Team Status Report for 04/03/2021

As a team, we are currently aiming to integrate all of our components together for the interim demo. We are slightly behind on this aspect but we are planning on using the long weekend to catch on that regards and hold meetings to put all of our components together in time for the demo.

The biggest risk for us is putting together the image recognition to work correctly for the interim demo. to mitigate this risk, both Yang and Elena will focus on this before the demo. We believe that this will be sufficient to fix up the issues that we have in time.

There were no changes to the system design or schedule this week, and our progress has been consistent so far.

March 27, 2021

Yang’s status report for 03/27/2021

I ran into some issues earlier this week with doing speech processing, since I realized we needed a way to trigger the recording instead of simply recording at set intervals. To do this, I found pvporcupine, which is a python module that has the best accuracy on trigger words, out of all the free software that aims to do this.

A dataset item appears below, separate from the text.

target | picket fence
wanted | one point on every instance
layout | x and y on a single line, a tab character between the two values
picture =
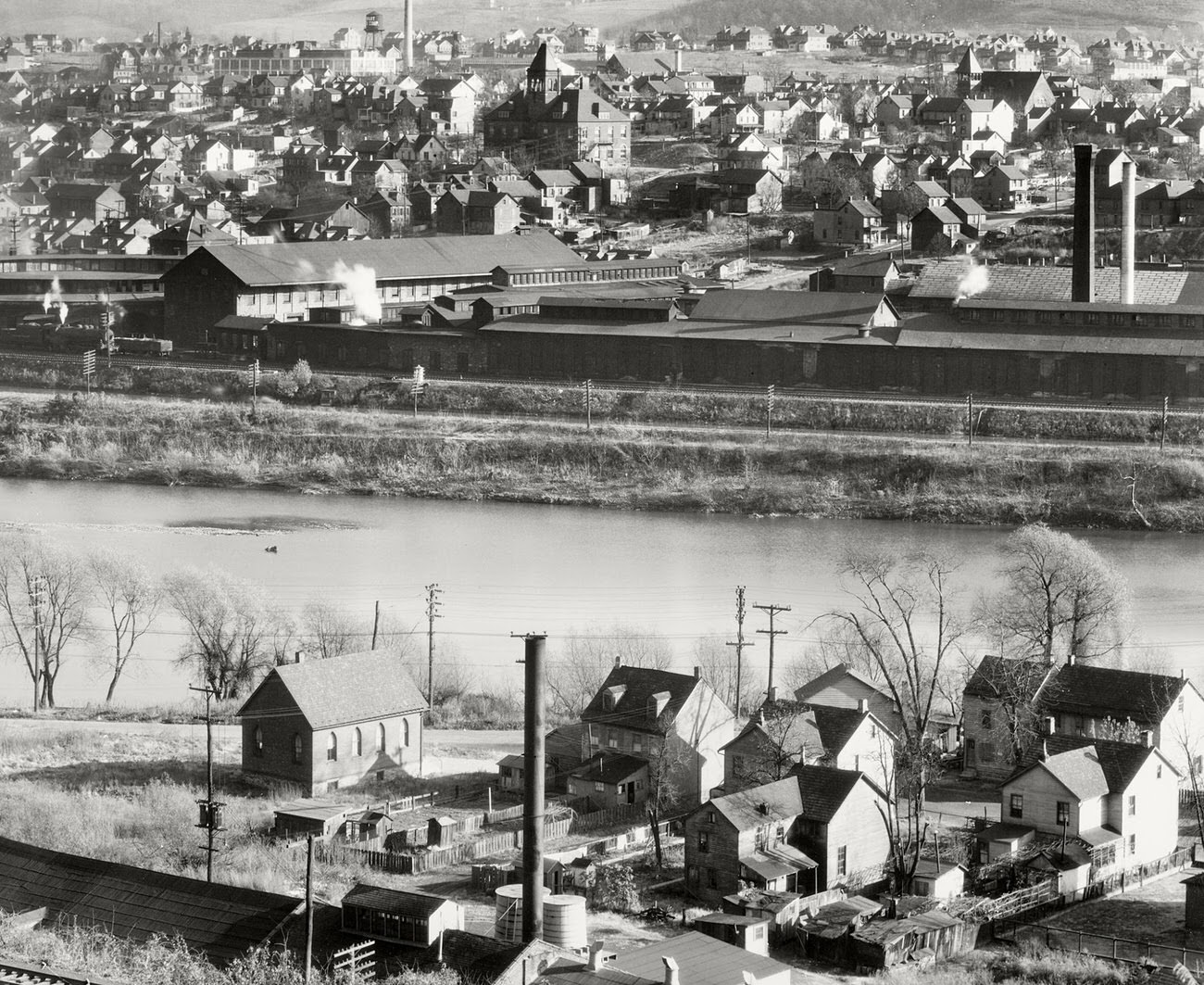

After doing this, I set up the threading to handle each of the different portions of our system, and have managed to get our speech recognition system to record only after being triggered by the wake word. With this, I am able to actually get text out of the input audio in the format of a command that we specified, to be sent to the recommendation system.

Next week, I’ll be looking into actually parsing the text we have into intent, which can be used by the recommendation system, and start creating the framework for that.

March 13, 2021March 14, 2021

Yang’s Status Report for 3/14/2021

This week I did some more testing on the NeMo speech recognition package that we are planning on testing and also picked up and started looking at the hardware we ordered (still need to place orders for the network adaptor for the jetson nano, which we missed on the first go around). My plan for this upcoming week is to fully figure out the package with our hardware and be able to send the software system fully parsed requests. Additionally, another agenda item is to have the recorded audio tests ready since we have the microphone.

March 6, 2021

Yang’s Project Report for 03/06/2021

This week I worked with some starter code in NeMo, the speech recognition package we are hoping to use. The pretrained models seem to work fairly well in terms of recognizing the actual input waveform, although I had some technical difficulties with getting it to capture the audio and run speech recognition at the same time on my desktop.

Additionally, I worked on my presentation and also submitted our parts list.